Nigel mentally shook himself, took up one of the notebooks. But it lay open on his lap, unregarded. The beautiful house would allow no rival. So you’re jealous, he found himself idiotically murmuring. Are you trying to vamp me, or to get rid of me? I can deal with flesh-and-blood charmers. But a brick-and-mortar one, older than the subsoil on which she sits, older in experience, ripe and bursting with the juice of human hopes, human graces and tragedies—ah, take your glassy eyes off me!
Deliberately and rudely, Nigel got up, turned the back of his chair to the house. He had seen it last June, lapped in its rose-sleep. He had seen it last week, looking flushed, a little frowsy, but more vital, more of this world, as if it had just woken up. And this afternoon, Plash Meadow was changed again for him. It had come nearer. It was appealing now, he fancifully put it, not through its beauty any more, but out of its frailty: the fine features, the disdainful look had melted into an expression of pretty helplessness. Or was it something else? Was it apprehension? Panic? Guilt?

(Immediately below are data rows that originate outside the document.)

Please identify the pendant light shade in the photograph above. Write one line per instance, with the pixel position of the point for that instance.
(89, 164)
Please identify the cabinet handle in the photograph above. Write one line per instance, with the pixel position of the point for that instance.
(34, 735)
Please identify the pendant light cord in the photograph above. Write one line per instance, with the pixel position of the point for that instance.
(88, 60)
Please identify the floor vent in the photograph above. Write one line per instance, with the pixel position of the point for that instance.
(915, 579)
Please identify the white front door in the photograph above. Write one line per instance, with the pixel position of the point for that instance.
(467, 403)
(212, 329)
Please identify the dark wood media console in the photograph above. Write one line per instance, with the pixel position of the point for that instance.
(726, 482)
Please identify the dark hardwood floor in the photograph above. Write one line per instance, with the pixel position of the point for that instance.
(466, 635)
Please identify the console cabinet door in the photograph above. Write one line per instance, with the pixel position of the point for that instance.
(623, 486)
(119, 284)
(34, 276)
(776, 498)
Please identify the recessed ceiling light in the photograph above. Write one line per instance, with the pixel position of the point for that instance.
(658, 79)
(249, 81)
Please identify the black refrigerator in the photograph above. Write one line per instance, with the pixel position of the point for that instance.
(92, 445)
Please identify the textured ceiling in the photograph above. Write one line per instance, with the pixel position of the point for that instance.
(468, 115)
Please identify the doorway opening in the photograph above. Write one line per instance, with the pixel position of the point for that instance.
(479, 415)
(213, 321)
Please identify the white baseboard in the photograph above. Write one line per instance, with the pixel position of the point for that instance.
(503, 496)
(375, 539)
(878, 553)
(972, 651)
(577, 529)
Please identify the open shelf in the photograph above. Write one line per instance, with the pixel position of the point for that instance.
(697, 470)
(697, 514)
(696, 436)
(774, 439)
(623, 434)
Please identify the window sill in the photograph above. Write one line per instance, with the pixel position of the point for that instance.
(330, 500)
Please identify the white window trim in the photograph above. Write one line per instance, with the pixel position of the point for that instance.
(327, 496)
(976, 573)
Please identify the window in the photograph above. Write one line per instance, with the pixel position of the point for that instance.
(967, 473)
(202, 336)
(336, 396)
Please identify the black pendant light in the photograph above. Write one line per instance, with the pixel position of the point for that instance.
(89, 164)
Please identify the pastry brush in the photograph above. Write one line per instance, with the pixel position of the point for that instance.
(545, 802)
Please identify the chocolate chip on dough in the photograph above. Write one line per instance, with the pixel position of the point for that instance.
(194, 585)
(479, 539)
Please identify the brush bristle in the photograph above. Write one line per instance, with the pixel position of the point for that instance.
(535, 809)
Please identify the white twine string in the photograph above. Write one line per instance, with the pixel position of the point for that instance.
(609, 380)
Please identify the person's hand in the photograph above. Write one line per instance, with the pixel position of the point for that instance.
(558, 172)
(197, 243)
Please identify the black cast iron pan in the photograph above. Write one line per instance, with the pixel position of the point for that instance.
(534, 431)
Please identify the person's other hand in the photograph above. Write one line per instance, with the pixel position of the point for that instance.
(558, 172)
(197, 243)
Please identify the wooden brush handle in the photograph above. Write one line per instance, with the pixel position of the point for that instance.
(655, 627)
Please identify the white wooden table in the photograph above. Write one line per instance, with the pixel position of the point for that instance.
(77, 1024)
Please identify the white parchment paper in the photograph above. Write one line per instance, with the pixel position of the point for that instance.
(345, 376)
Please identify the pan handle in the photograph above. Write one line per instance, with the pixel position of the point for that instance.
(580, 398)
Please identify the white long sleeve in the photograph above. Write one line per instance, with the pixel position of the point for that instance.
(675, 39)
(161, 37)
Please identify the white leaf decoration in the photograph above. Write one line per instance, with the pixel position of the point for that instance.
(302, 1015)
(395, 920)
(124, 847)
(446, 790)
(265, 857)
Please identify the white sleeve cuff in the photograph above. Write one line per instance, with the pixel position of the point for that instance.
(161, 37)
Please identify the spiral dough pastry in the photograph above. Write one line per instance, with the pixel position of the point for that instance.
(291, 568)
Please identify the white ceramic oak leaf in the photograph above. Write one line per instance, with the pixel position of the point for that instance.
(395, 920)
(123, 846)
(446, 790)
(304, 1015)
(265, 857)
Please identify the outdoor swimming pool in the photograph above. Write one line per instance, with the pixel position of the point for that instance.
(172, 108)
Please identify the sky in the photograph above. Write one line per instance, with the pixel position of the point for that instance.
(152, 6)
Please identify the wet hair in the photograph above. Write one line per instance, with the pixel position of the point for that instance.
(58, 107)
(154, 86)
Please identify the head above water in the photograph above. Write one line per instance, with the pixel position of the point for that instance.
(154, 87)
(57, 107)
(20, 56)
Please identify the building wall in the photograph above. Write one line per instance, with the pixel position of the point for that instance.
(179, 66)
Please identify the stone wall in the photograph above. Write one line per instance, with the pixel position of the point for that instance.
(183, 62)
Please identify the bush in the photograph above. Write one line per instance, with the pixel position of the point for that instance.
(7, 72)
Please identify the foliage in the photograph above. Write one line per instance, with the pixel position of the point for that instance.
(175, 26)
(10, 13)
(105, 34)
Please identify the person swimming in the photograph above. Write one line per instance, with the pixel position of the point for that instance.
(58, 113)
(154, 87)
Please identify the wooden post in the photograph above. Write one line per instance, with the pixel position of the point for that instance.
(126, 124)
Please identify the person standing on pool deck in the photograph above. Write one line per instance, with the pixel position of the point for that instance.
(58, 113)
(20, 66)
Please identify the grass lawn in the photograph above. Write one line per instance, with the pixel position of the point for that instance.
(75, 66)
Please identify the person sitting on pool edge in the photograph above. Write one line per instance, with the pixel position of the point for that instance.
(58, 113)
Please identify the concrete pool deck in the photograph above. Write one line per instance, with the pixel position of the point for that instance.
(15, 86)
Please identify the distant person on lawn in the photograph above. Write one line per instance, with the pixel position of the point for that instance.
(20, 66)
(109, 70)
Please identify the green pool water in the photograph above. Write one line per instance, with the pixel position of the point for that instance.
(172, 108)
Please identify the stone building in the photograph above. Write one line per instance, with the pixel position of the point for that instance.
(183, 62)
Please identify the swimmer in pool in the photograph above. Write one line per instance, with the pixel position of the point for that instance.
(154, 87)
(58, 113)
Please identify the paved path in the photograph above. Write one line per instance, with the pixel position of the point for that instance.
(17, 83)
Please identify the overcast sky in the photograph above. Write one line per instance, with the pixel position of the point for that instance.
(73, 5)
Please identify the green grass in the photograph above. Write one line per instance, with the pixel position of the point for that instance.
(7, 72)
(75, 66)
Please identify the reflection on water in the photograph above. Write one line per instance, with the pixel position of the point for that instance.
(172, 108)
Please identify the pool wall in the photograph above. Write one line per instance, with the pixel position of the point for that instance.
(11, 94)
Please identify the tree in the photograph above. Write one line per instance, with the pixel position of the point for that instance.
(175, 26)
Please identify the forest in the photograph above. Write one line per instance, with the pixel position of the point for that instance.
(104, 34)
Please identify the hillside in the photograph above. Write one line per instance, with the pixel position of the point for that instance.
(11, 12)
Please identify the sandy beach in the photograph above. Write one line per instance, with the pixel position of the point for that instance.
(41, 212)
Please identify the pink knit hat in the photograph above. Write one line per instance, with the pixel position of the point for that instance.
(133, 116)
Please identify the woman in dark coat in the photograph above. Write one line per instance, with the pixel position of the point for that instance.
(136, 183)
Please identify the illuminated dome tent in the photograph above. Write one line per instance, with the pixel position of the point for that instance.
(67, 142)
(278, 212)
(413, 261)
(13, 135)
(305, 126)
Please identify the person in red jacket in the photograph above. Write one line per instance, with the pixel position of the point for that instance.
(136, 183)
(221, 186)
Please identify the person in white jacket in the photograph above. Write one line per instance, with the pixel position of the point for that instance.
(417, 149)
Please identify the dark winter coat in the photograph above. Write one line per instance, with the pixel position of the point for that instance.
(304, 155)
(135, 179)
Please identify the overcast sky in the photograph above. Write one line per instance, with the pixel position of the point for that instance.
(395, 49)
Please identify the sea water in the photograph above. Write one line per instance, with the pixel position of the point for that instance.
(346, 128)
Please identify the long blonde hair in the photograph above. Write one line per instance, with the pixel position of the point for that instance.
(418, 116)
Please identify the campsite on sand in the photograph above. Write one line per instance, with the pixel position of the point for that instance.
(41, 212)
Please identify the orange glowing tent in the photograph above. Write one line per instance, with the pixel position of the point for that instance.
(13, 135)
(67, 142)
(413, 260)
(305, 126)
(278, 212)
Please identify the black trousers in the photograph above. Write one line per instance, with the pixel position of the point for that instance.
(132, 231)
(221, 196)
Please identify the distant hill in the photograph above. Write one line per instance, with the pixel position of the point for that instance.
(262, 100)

Nigel spoke aloud, half turning his head:
‘Oh, do shut up! You’re driving me crackers.’
‘But I haven’t said a word yet.’
Nigel started convulsively and looked round. It was only Lionel Seaton, who had approached noiselessly over the lawn.
‘Sorry,’ said Nigel, ‘I was talking to your house.’
‘Sorry to interrupt the conversation,’ remarked the young man politely. ‘I sympathise with you, though.’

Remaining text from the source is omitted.